Fear. We all have faced it in some form or the other; be it fear of height, water, darkness, loneliness, examinations, public speaking, and the list goes on.
Regardless of its intensity, we always have a choice to either remain entrapped in fear for years or find ways to defeat it. I held on to my fears of water and height for almost my entire life. Over time, I became so comfortable with these fears that unknowingly I started doing things to keep my fear in place.
Isn’t that what we all do! Keep our fears in their places. Once a fear grips us and makes itself comfortable in our heads, it is difficult for us to come out of the comfort zone.
After months of turmoil, I decided to face my fear, deal with it and put it to rest. I gathered the courage to do a Flying Fox to get over my phobia of heights. Next up, I went for white water rafting to fight my fear of deep water. And in doing so, I learnt a few lessons, which I am sharing with you here today.
Fear is just a thought
We know our actions come from our thoughts. Whenever we think of doing a particular task that scares us, we find ourselves engulfed in fear. For example, in fear of public speaking, the moment a person visualizes themselves standing in front of a crowd; they are rendered motionless, bewildered at the mere thought of standing up there, facing people. So, we end up allowing our thoughts to drive our actions.
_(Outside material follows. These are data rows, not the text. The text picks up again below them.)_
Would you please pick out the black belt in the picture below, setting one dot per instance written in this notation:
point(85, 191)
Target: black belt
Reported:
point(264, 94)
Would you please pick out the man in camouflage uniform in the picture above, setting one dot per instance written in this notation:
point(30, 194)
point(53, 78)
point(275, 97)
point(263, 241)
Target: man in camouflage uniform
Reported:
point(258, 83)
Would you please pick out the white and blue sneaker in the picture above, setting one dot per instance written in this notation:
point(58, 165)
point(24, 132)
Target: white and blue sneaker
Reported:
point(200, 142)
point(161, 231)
I figured out what fear really is. It is just a thought before we act. Would I feel the same fear if I saw myself as a part of that crowd or if I focused on my speech than what others will think of me? Of course not.
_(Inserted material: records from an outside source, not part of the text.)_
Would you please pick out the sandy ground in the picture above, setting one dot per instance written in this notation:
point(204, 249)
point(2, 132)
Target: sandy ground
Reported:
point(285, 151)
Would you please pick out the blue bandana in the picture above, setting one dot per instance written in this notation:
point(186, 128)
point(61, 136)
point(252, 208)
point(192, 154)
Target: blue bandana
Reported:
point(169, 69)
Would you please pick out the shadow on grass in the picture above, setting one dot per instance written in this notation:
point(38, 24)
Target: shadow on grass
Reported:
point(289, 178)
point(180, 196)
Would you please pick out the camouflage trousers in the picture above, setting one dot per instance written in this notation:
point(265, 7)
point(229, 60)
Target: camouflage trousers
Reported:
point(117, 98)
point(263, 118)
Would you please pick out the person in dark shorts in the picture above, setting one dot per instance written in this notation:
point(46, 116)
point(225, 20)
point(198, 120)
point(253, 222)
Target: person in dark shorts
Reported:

Once we shift our focus to the action, fear will take a back seat. More often than not, it is the fear of whether others will approve of us which makes us forego wonderful experiences in life. As soon as I learnt to let my inner strength wash this fear from my mind, I felt free to go out there and do my thing.
Accepting your Self
You may have heard, ‘we are what our thoughts are’ and ‘our thought weave our destiny’. However, I learnt that it all starts with me and how I fine-tune my thoughts. It is I who can feel like hell or heaven in any situation. If I am always in a constant struggle to prove a point, I will always be suffering.
Whereas the moment I decide to go ahead and do something for my own self, good things begin to happen. I learnt that it is best to accept yourself as you are, and then work on the things YOU wish to change about yourself.
Be one with nature
In order to conquer our fear of things; we need to cultivate a love for all things created by nature. If I fear deep water, would I feel the same fear if I visualized myself as a drop in that water…flowing with careless abandon. If it is the height that I fear, let me become the breeze that flows over me, moving freely across the open sky, scaling unfathomable heights.
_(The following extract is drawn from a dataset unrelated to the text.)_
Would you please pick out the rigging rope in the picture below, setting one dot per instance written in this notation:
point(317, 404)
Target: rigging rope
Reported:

Having unconditional love towards all be it a rock, a mountain or a grain of the sand, fostering a feeling of togetherness and oneness with the elements can help us overpower our fear of those elements.
Reject people’s version of who you are
We are told who we are by others, and more often than not, we accept people’s notion of us as reality, without ever asking ourselves, is that who I really am?
I learnt that most of the thoughts we give so much emphasis to, are not our own. They are just the information which seeps into our minds and hearts from our surroundings and our long held beliefs. I also observed that these beliefs are not our own either. Imagine yourself as an individual born in a different place, at a different time where things are not taboo, and you may chance upon a new version of yourself.
We need to remind ourselves that whatever others are telling us is their story. And we must not accept other’s story as our story. We all are unique in one way or other, and therefore, how we feel and experience things is bound to be different.
As a child, I used to fear darkness, thanks to all the ghost movies we watched back then. That fear played itself out every time I played dark room with my friends. Not being able to stand darkness for long, I would end the game abruptly, not knowing that I was giving my fear a chance to grow bigger every time I succumbed to it.
Many of our fears are rooted in our childhood. I have taken a conscious decision to let it all be a thing of the past, and to live every minute of my life with a renewed thought process which is not smeared by unpleasant memories.
As someone rightly said, It is not the fear of the unknown that terrifies us; it is the fear of the known coming to an end that bothers us.
I chose to cut the cocoon of my past; my fear, to be in my present. Fearlessly.